Along with Khodjayev, heads of Uzbekneftegaz, Uztransgaz, and Regional Electric Networks were put on a three-month probationary period, and the mayor of Tashkent, Jahangir Artykhodjayev, was removed from his post along with several regional governors. President Mirziyoyev cited “lack of preparation for the winter season” and “empty words” and “false reports” as reasons for the mayor’s removal. 

Reportedly, Artykhodjayev was scheduled to fly to Istanbul via Tashkent International Airport on flight HY 271 with his family on January 16. However, a delay to his flight led to the detainment of the mayor. 

Mirziyoyev blamed his demotion of energy company heads on their failure to combat corruption, referring to cases of energy theft. In particular, in the past five months, 20% of Uzbekistan’s annual gas consumption has been unaccounted for, and there were over 192 instances of oil and gas control system errors, indicating possible illegal activity. 

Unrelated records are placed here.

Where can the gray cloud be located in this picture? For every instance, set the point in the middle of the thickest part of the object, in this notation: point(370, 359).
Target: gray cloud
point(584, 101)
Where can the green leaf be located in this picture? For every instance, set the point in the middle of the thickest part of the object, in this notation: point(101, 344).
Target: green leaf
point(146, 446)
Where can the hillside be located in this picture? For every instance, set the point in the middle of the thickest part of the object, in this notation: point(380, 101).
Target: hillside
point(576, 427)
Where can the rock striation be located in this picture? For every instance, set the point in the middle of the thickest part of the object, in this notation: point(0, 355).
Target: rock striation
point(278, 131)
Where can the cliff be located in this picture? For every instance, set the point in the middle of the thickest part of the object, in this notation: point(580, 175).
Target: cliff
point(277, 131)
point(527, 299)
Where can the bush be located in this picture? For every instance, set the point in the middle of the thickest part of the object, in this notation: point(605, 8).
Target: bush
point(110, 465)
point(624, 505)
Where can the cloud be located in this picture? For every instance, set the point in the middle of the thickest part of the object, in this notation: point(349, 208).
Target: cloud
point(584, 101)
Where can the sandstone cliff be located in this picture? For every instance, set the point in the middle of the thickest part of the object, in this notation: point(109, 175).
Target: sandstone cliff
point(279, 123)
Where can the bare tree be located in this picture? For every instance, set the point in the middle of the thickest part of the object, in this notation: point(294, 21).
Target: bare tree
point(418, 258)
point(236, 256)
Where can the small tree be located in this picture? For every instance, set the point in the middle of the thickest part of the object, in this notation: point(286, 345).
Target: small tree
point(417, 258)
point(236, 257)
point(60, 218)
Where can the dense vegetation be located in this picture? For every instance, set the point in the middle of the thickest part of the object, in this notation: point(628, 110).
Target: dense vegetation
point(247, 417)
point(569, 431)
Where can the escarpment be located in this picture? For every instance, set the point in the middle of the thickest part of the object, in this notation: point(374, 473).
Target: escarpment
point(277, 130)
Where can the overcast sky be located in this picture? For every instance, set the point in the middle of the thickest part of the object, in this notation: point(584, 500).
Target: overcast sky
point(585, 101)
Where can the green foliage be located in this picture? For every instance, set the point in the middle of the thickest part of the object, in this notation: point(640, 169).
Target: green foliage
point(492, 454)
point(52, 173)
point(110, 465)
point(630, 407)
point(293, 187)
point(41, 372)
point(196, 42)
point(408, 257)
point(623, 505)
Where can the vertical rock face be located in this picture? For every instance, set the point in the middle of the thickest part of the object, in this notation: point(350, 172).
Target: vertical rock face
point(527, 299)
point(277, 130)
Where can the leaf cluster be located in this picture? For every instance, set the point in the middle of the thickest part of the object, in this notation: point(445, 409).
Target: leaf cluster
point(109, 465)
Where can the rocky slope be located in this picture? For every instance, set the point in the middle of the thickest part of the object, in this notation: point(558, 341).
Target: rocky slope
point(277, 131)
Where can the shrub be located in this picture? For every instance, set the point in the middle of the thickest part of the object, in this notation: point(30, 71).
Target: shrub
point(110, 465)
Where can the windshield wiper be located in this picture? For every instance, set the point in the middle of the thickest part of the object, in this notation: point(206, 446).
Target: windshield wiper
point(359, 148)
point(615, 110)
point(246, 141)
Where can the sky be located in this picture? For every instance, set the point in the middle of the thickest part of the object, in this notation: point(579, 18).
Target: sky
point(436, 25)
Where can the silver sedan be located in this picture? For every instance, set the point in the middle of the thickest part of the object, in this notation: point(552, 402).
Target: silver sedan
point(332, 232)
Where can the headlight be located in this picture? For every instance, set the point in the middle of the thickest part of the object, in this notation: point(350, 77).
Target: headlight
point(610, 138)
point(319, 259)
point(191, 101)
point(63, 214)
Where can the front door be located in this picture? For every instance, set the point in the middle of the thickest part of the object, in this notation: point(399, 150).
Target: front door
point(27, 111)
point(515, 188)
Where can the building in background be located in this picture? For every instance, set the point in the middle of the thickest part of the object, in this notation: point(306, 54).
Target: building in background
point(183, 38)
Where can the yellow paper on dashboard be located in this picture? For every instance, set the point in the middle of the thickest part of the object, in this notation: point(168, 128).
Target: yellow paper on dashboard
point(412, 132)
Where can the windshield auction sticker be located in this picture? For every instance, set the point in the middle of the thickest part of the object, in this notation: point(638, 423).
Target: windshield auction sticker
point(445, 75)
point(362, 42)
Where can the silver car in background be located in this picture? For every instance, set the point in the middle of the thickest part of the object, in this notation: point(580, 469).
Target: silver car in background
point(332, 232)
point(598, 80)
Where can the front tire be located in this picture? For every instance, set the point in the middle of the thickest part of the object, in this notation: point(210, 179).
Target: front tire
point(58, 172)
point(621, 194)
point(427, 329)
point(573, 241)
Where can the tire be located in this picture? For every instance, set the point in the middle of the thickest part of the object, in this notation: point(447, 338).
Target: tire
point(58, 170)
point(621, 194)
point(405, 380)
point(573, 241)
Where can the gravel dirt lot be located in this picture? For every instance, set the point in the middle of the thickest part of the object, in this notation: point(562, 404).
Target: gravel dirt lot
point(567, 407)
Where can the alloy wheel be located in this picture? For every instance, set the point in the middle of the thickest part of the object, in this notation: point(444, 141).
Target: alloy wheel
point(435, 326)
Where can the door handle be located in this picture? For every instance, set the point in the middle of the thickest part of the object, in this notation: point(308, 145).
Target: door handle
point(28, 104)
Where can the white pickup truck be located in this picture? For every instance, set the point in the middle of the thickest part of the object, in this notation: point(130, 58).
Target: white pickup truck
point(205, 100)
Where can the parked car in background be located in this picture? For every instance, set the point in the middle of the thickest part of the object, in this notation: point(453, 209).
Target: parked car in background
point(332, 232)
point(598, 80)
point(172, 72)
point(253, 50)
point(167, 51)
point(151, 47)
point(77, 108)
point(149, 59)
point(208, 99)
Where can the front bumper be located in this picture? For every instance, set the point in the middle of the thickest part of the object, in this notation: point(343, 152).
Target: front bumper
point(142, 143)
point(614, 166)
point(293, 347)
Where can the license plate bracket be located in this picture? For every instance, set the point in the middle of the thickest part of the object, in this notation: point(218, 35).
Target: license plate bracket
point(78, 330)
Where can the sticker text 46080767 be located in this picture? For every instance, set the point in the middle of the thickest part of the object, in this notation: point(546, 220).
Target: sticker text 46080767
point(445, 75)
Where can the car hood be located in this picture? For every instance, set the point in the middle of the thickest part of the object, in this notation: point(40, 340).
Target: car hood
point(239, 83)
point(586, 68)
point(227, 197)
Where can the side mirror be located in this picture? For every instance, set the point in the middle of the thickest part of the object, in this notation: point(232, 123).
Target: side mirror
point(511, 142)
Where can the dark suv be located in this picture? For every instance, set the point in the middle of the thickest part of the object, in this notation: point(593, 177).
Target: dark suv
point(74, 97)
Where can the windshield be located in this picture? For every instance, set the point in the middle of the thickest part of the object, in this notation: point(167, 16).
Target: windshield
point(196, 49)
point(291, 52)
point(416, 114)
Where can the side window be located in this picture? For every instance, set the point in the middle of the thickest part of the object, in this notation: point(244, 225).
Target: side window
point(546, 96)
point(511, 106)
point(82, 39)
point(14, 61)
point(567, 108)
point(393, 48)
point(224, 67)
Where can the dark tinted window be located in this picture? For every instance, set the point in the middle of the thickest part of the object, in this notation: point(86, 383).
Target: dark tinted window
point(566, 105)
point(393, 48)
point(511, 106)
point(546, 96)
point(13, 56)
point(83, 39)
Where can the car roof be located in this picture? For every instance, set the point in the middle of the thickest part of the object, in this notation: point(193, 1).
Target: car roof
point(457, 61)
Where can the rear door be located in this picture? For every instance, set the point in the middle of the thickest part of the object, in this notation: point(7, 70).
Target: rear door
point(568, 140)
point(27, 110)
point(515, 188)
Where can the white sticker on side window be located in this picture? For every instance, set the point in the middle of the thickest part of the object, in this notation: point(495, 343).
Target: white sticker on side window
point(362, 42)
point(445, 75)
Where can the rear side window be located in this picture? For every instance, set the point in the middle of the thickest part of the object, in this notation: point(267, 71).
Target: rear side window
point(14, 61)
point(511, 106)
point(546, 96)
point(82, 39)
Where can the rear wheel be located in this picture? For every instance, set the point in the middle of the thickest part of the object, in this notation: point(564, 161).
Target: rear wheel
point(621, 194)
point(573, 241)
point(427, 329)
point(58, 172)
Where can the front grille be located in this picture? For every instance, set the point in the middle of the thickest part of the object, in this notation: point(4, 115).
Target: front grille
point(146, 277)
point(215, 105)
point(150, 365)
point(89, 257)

Although Turkmenistan’s gas exports to Uzbekistan have dwindled, exports to China, Turkmenistan's largest consumer, have remained relatively stable. It seems that Turkmenistan has concentrated its efforts on maintaining its relationship with China and ensuring domestic supply, despite the energy challenges Uzbekistan, Iran, and Afghanistan are facing. However, with plans to increase gas export capacity and enhance energy technologies, Turkmenistan might, in the future, be in the position to ensure a stable energy supply for all of its partners.